L’algérien Said Oulmi est présent au 11ème Festival international d’Oran du film arabe avec son nouveau documentaire « Sur les traces de camps de regroupement », en compétition officielle. Ce documentaire détaille les conditions de déplacement de presque trois millions d’algériens vers des camps de regroupement par l’armée coloniale françaises à partir de 1957. Des algériens forcés à abandonner leurs maisons et leurs terres. Le but était de séparer la population de l’ALN. Ces camps étaient soumis à une surveillance militaire permanente.

Said Oulmi

Qu’est-ce qui vous a amené à vous intéresser aux camps de regroupement en Algérie ?

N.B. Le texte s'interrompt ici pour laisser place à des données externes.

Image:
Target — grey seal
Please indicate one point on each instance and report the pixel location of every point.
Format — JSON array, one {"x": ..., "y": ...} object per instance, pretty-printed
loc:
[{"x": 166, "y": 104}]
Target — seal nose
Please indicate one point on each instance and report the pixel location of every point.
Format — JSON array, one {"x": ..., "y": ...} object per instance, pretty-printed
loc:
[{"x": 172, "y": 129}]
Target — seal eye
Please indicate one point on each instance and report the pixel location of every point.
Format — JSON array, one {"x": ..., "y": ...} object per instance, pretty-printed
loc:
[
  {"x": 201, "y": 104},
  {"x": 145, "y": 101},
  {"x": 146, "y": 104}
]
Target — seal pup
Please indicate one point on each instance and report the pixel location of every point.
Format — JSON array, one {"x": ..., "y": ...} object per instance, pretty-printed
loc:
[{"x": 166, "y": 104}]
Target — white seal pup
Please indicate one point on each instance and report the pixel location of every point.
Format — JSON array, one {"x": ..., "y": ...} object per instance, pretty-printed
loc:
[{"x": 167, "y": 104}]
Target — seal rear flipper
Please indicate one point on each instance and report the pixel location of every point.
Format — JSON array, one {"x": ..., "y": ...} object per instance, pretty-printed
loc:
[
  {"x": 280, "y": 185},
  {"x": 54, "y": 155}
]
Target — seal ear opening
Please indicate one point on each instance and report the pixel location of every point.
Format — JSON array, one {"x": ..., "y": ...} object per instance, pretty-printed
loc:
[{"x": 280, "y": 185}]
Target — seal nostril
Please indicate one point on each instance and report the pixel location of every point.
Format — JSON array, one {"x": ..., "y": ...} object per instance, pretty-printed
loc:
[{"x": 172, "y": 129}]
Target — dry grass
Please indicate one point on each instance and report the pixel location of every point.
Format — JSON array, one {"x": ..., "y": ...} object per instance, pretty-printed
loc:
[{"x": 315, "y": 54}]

Depuis 2000, je travaille sur la mémoire. Après avoir réalisé une série sur les déportés algériens en Nouvelle Calédonie, j’ai fait un documentaire sur le Camp de Bossuet (Sidi Bel Abbes). En travaillant sur les archives, on découvre beaucoup de choses. J’ai puisé dans les archives de Vincennes, de la Croix Rouge à Genève et d’Aix en Province. Les archives nous dévoilent des vécus terribles et nous poussent à faire encore plus de recherches. Au fur et à mesure, j’ai décidé de faire des documentaires sur les différents types de camps : les camps de regroupement, les camps de transit et de tri pour les politiques, les civils et les syndicalistes, et les camps militaires. A l’époque, la France coloniale a crée, en 1958, des camps pour empêcher les soldats de l’ALN de bénéficier des Conventions de Genève (prisonniers de guerre). J’ai donc travaillé sur les Camps de Ksar Tir, de Bossuet, d’Oran, d’Annaba ainsi que sur les fermes Lucas (Batna) et Ameziane (Constantine). En cours de route, j’ai découvert un aspect quelque peu oublié par les algériens, les camps de regroupement. De 1954 à 1962, la France coloniale a ouvert Ces camps dans le but de séparer les combattants de l’ALN de la population et de créer des zones interdites. Je voulais dévoiler cette page noire de l’Histoire du colonialisme français en faisant un travail pédagogique avec des regards croisés de part et d’autre. Il était important de donner une assise scientifique au travail documentaire. Un travail qui doit être vu par les algériens et les étrangers. J’ai pris contact avec des chercheurs et des historiens qui ont planché sur le sujet. Des historiens français ont consacré des thèses d’Etat aux camps de regroupement.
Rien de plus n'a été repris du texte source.